Not that he really cares what strangers think, of course. But it wasn’t fun having to share space with Kate, either. She takes up very little room, but her presence is overbearing.
Maybe it’s just been too long since Seth had really spent so much time with a woman. He doesn’t like to think about what kind of man that makes him, to even so much as consider Kate that way.
He also doesn’t think he’ll ever get used to the idea that she even wants to be by his side, even if it is just out of reluctance or desperation or whatever.
She stirs a bit when he opens the door to the passenger’s seat, but doesn’t wake completely.
“Kate,” he whispers, gently shaking her shoulder. “I got us a room, princess. Wake up.”
Seth leans over her lap and unbuckles her seatbelt and her arm instinctively wraps around one of his shoulders, her head resting on his arm.
He sighs, kind of strangely bothered - for some reason - by their proximity, but scoops her into his embrace and cradles the sleeping girl in his arms. She feels even smaller in his arms, somehow, and he feels as though he could break her if he isn’t careful enough.

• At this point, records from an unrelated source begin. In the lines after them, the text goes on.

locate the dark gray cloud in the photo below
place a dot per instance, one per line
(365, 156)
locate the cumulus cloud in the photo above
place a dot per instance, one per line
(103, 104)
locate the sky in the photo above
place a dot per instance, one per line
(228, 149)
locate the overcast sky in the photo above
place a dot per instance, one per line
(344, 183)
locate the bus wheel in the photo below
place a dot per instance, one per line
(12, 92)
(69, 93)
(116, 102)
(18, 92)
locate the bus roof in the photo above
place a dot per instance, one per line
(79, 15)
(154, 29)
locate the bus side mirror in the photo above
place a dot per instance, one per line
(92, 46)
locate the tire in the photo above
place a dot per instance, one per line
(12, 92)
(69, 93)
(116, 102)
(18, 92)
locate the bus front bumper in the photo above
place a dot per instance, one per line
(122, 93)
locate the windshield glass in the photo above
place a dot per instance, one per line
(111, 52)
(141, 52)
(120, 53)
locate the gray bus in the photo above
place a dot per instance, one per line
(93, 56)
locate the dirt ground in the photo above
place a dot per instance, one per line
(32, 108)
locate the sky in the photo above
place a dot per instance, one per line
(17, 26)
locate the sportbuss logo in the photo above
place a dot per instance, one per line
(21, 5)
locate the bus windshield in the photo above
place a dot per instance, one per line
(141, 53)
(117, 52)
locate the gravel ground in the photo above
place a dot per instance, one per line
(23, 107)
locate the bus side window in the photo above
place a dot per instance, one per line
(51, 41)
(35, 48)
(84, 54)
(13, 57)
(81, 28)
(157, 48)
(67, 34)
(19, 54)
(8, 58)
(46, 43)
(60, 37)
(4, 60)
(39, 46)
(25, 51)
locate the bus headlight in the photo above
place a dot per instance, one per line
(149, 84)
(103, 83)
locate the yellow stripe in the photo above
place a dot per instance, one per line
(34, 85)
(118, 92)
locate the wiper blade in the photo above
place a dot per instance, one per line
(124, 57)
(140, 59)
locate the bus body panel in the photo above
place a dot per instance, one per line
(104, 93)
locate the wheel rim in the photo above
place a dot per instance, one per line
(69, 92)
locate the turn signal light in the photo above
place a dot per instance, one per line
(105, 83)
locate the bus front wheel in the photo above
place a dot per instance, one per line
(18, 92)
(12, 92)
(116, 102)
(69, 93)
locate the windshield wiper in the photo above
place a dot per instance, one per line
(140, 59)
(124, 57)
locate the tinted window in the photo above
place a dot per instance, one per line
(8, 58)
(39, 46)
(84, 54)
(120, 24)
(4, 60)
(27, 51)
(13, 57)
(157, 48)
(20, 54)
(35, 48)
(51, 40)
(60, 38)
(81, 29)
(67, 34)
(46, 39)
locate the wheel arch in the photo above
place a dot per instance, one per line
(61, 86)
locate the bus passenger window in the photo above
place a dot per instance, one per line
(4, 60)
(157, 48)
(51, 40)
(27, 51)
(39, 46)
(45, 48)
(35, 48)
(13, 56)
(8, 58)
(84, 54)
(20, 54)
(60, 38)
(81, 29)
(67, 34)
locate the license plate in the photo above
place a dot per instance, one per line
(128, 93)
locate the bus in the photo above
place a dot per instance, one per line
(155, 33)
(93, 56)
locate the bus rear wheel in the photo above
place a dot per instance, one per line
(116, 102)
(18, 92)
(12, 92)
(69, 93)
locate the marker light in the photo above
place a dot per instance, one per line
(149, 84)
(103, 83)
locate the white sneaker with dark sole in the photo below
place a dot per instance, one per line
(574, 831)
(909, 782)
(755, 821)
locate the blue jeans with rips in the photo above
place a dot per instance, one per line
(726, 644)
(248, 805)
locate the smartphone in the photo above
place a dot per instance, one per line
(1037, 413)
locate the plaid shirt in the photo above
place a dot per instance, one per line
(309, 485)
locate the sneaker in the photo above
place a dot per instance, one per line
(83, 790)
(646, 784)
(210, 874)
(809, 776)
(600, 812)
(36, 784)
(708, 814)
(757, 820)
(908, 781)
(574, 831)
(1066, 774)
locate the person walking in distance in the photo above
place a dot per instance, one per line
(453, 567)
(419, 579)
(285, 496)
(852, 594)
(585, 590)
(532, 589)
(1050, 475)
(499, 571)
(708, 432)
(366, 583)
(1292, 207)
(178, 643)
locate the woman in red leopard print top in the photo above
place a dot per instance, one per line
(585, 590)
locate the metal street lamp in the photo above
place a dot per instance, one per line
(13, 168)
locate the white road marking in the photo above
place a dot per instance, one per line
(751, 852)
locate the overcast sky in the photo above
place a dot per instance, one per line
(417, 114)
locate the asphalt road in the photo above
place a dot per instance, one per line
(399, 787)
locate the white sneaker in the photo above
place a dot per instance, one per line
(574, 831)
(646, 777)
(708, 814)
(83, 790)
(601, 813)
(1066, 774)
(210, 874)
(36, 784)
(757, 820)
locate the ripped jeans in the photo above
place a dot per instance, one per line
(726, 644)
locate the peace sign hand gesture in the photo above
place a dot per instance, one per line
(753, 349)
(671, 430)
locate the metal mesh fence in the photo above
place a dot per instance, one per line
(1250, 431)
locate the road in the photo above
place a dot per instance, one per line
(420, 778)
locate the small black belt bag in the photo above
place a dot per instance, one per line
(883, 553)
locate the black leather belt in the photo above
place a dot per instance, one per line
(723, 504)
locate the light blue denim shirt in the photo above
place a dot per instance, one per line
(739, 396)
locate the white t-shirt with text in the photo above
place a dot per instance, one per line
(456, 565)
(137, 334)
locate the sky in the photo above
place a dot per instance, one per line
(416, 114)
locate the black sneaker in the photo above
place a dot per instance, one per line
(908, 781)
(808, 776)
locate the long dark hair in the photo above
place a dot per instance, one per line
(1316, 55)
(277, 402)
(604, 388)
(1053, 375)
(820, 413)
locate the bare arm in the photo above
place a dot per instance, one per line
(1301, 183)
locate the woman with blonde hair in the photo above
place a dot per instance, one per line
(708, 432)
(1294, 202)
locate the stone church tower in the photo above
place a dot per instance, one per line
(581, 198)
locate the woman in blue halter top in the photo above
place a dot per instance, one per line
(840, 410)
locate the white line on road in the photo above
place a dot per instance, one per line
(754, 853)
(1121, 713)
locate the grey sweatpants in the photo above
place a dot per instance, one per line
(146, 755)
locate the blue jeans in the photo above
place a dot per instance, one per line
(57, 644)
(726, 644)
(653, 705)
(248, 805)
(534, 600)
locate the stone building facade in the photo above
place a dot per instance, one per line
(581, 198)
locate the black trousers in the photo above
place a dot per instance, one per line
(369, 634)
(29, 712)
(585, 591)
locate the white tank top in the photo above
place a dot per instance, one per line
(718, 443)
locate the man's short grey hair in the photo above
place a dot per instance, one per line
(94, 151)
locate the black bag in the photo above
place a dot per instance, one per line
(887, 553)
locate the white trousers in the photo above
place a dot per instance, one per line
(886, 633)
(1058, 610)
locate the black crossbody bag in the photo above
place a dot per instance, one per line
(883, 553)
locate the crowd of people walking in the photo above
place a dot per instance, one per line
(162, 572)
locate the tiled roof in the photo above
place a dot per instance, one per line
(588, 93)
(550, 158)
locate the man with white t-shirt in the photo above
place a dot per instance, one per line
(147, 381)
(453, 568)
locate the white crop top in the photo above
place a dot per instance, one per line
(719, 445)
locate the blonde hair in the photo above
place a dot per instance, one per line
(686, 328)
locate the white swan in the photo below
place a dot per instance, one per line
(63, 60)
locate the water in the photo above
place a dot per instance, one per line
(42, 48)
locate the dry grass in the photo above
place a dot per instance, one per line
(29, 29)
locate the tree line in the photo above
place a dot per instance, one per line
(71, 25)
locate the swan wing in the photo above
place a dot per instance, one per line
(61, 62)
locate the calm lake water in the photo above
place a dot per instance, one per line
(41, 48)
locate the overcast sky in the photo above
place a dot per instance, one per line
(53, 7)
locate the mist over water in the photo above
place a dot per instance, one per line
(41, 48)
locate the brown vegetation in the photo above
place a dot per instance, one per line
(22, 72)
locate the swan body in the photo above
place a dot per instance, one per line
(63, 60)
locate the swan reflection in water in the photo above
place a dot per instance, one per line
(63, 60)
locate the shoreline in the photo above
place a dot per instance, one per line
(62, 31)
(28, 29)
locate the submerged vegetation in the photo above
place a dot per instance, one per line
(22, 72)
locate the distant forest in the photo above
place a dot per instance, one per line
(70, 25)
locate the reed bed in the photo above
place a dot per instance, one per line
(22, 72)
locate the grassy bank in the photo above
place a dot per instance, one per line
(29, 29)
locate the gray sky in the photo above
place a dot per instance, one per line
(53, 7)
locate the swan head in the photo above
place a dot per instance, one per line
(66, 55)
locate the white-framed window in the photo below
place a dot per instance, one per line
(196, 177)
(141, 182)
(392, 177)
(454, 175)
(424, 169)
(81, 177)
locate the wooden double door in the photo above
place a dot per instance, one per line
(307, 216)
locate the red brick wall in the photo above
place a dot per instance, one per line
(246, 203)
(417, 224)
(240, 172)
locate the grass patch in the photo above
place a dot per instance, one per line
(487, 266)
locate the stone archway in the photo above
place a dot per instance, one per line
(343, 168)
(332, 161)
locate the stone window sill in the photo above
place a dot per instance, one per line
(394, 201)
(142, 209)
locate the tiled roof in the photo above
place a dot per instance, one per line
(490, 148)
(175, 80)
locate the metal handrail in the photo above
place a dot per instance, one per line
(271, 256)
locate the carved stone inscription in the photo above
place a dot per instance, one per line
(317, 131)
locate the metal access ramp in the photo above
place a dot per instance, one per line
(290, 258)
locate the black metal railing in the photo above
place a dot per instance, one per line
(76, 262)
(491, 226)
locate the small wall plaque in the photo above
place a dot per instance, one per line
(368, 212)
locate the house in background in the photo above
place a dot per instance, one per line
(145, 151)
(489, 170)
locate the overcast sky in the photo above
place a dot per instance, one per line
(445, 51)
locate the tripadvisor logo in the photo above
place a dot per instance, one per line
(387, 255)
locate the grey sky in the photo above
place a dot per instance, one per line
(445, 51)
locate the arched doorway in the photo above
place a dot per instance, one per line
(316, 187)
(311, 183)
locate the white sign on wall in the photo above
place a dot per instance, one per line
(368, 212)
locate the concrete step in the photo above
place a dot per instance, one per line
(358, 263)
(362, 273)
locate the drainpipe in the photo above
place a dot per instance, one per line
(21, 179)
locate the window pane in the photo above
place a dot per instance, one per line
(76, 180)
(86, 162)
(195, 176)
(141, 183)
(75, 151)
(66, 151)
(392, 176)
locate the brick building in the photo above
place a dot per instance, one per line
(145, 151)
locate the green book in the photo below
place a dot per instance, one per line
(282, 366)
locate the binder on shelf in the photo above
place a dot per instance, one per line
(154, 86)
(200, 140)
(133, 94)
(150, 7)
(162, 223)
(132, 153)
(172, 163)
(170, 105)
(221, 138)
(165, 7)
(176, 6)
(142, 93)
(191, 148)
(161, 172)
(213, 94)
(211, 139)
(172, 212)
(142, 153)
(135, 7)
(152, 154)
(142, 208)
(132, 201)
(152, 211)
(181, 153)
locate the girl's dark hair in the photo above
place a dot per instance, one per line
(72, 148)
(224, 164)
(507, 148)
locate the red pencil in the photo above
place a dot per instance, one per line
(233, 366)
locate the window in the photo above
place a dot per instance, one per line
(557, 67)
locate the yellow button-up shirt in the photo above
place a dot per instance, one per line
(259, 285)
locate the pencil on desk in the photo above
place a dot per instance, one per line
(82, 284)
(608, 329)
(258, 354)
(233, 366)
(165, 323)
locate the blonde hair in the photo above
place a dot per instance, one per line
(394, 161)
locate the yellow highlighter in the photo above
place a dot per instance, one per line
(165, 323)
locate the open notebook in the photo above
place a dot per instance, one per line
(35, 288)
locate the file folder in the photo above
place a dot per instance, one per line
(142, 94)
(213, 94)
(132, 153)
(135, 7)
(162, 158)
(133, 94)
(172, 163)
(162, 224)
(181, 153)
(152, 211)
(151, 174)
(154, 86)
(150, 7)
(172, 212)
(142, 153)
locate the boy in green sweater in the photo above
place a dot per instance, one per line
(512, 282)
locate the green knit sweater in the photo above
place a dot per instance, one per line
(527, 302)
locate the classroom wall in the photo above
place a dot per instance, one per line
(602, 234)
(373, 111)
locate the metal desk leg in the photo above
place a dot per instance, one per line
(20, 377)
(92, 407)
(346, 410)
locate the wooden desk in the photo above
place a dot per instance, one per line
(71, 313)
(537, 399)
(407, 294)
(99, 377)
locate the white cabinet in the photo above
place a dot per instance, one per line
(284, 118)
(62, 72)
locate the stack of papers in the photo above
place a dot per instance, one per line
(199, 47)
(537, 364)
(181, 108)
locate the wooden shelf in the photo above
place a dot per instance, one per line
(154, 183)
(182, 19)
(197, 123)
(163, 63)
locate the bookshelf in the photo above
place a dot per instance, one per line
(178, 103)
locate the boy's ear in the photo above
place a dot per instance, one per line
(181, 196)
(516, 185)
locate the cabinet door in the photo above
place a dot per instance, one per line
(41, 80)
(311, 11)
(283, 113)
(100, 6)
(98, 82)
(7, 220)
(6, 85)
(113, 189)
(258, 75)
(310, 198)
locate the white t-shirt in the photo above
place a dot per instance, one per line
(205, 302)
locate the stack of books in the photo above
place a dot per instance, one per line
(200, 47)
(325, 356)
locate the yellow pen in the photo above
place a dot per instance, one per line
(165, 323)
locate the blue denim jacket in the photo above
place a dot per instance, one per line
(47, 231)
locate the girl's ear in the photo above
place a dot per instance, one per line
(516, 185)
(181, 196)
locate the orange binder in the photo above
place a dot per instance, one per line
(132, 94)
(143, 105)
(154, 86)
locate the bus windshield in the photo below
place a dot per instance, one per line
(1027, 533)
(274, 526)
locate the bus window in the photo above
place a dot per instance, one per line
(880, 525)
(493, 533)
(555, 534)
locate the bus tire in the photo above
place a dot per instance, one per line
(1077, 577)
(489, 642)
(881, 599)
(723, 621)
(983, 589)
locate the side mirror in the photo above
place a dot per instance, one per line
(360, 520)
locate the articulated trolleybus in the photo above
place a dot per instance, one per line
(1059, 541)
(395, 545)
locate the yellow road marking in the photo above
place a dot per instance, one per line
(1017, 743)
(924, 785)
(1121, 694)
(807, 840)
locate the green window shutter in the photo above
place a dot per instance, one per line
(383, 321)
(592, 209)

Minutes later, he reaches the door to their room for the night, finding difficulty in getting the door to open with Kate still asleep in his arms. Once inside, he gently lays her down on the bed furthest from the door (without really realizing, they have managed to fall into a habit where Seth sleeps closest to the door, usually with a gun underneath the pillow).
A wave of something like exhaustion and relief washes over him as he takes a seat on the edge of the other bed; he’s been completely completely unaware of how tired he he really was up until now.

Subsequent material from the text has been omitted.